Advantages of Large Scale Industries


Large scale industries offer the following advantages:
1. Large scale industries use the latest machinery and technology, which helps in improving the
production. Due to large scale production, the companies benefit as well as it is beneficial for the
economy as a whole.
2. Large scale industries help in the development of industries in the economy, which is essential for
industrialisation.
3. Large scale industries require skilled workers and therefore, the development of large scale
industries help in the development of a skilled workforce in the country.
4. Large scale industries require large amounts of raw materials, which opens up employment
opportunities in the related sectors.
5. As large scale industries are involved in large scale production, it provides an opportunity to reduce
the cost of goods and services as these are produced in bulk.
6. Large scale industries help in the development of small scale industries, as the requirement of items
cannot be met only by a single industry.
Hence, small scale industries are required to produce the ancillary products and therefore small scale
industries thrive on the growth of large scale industries.
7. Large scale industries can incur expenses required for research and development as they have a
high influx of capital. Such research will help in generating more profits in future.
8. Large scale industries also help improve the quality of life of its employees by providing them with
adequate remuneration and other benefits.
Major problems faced by large-scale industries in India
1. Infrastructure: One of the significant problems faced by large-scale industries in India is
inadequate infrastructure. Industries require access to reliable power supply, transportation,
and communication networks. However, in many parts of the country, infrastructure is still
underdeveloped or inadequate. Poor infrastructure can result in high transportation costs,
delays in the delivery of goods, and reduced productivity.
2. Labor laws: Labor laws in India are complex and often hinder the growth of industries. The
laws make it challenging for companies to terminate employees or reduce the workforce,
which can create problems in times of economic slowdown. Additionally, the laws also make
it difficult for companies to hire contract workers or outsource work, which can limit the
flexibility of the industry.
3. Taxation: The taxation system in India is complex and often leads to high taxes for large-scale
industries. The tax structure is also subject to frequent changes, which can create uncertainty
for businesses. The high tax rates can reduce the competitiveness of Indian industries in the
global market, making it difficult for them to compete with international companies.
4. Lack of skilled labor: Another major problem faced by large-scale industries in India is the
shortage of skilled labor. While India has a large workforce, the lack of skilled workers can
make it difficult for industries to find the right talent. This can lead to a skills gap that can
impact the growth of the industry.
5. Corruption: Corruption is another major problem faced by large-scale industries in India.

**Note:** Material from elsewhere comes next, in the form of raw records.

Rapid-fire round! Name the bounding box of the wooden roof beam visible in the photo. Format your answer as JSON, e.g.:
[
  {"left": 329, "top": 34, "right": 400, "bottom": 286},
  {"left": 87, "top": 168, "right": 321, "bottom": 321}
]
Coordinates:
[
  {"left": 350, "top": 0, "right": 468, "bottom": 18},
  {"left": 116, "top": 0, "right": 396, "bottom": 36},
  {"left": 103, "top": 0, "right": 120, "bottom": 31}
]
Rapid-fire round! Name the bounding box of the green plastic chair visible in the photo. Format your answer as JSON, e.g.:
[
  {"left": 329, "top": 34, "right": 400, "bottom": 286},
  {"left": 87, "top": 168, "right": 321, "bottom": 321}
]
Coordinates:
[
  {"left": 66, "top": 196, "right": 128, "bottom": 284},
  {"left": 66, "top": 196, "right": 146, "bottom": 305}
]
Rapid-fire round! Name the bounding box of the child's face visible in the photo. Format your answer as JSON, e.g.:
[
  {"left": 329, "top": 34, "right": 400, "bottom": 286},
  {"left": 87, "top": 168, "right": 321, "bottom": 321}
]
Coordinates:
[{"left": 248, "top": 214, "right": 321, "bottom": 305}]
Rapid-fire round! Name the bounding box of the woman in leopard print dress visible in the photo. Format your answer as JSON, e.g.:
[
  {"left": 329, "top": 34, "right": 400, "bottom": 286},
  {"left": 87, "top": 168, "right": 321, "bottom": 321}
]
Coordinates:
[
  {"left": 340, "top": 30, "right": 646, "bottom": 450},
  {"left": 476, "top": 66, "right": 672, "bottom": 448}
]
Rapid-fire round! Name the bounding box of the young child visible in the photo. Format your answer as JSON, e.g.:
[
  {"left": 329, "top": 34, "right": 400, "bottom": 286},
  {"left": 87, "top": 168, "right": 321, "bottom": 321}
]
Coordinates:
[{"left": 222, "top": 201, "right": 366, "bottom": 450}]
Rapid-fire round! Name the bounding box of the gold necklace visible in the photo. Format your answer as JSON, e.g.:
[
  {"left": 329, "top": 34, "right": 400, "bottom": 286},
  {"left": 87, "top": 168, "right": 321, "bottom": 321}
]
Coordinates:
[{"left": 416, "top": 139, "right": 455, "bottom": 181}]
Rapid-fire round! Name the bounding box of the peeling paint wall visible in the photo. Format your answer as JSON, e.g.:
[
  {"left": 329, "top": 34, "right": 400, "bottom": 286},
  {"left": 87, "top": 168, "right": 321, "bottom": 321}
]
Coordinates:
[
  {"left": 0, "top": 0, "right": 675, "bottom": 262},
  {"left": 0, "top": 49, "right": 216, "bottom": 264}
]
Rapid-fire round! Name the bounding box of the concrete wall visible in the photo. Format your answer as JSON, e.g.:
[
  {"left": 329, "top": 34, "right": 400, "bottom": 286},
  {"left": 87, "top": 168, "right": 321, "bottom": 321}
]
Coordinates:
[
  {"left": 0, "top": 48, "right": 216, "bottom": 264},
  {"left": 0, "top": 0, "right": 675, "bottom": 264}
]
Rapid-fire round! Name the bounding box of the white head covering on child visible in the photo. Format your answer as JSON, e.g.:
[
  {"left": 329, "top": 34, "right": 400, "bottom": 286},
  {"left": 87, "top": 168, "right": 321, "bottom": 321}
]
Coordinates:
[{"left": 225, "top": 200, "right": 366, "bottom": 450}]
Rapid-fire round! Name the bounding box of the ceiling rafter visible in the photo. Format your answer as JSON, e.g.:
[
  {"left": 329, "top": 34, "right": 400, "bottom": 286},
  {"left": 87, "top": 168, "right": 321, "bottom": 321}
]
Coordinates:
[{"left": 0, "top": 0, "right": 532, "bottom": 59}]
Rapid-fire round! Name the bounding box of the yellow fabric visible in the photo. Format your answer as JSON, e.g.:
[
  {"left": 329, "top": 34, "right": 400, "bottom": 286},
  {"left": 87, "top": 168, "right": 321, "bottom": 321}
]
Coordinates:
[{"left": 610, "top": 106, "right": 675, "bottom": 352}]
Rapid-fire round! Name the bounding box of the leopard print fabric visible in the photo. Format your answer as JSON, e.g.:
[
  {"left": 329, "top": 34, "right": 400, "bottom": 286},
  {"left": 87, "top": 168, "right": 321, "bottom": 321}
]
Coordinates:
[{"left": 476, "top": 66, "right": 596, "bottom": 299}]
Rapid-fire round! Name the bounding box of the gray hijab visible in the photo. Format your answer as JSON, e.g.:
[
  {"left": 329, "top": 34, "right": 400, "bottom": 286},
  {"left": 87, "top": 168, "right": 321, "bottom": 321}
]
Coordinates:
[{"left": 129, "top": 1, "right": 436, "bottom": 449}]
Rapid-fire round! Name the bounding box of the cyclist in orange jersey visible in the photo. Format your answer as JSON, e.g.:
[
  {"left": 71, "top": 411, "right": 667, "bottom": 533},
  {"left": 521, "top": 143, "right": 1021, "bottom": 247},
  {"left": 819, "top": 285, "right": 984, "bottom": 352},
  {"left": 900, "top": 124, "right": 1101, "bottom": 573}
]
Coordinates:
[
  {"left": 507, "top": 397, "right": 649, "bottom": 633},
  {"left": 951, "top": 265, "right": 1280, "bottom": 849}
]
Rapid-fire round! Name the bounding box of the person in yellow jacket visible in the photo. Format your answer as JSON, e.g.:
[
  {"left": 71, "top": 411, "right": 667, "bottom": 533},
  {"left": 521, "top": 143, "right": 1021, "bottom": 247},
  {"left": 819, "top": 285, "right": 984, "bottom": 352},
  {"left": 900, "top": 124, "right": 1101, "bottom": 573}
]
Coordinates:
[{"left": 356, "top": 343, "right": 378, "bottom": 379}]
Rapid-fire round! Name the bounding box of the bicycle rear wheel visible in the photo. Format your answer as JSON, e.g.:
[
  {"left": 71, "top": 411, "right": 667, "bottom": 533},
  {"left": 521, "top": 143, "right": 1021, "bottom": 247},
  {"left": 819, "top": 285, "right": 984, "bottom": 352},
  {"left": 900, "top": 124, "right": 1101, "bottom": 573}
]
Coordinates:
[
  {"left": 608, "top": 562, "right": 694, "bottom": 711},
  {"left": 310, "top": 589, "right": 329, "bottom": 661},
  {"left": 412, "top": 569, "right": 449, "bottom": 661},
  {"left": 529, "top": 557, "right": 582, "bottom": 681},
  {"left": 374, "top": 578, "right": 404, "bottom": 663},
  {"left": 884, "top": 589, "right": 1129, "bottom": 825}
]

Corruption can lead to delays in obtaining necessary approvals and licenses, which can slow
down the growth of the industry. Additionally, corruption can also lead to unfair competition,
where businesses with connections or bribe-paying abilities gain an unfair advantage over
others.
6. Environmental concerns: Large-scale industries can have a significant impact on the
environment, and many industries in India have come under scrutiny for their environmental
practices. Industries must comply with environmental regulations and invest in sustainable
practices to reduce their environmental impact. However, these measures can increase the
cost of production and reduce the profitability of the industry.
7. Competition: Indian industries face fierce competition both from domestic and international
companies. The competition can lead to a price war, which can impact the profitability of the
industry. Additionally, the competition can also lead to the loss of market share for Indian
companies, reducing their ability to compete in the global market.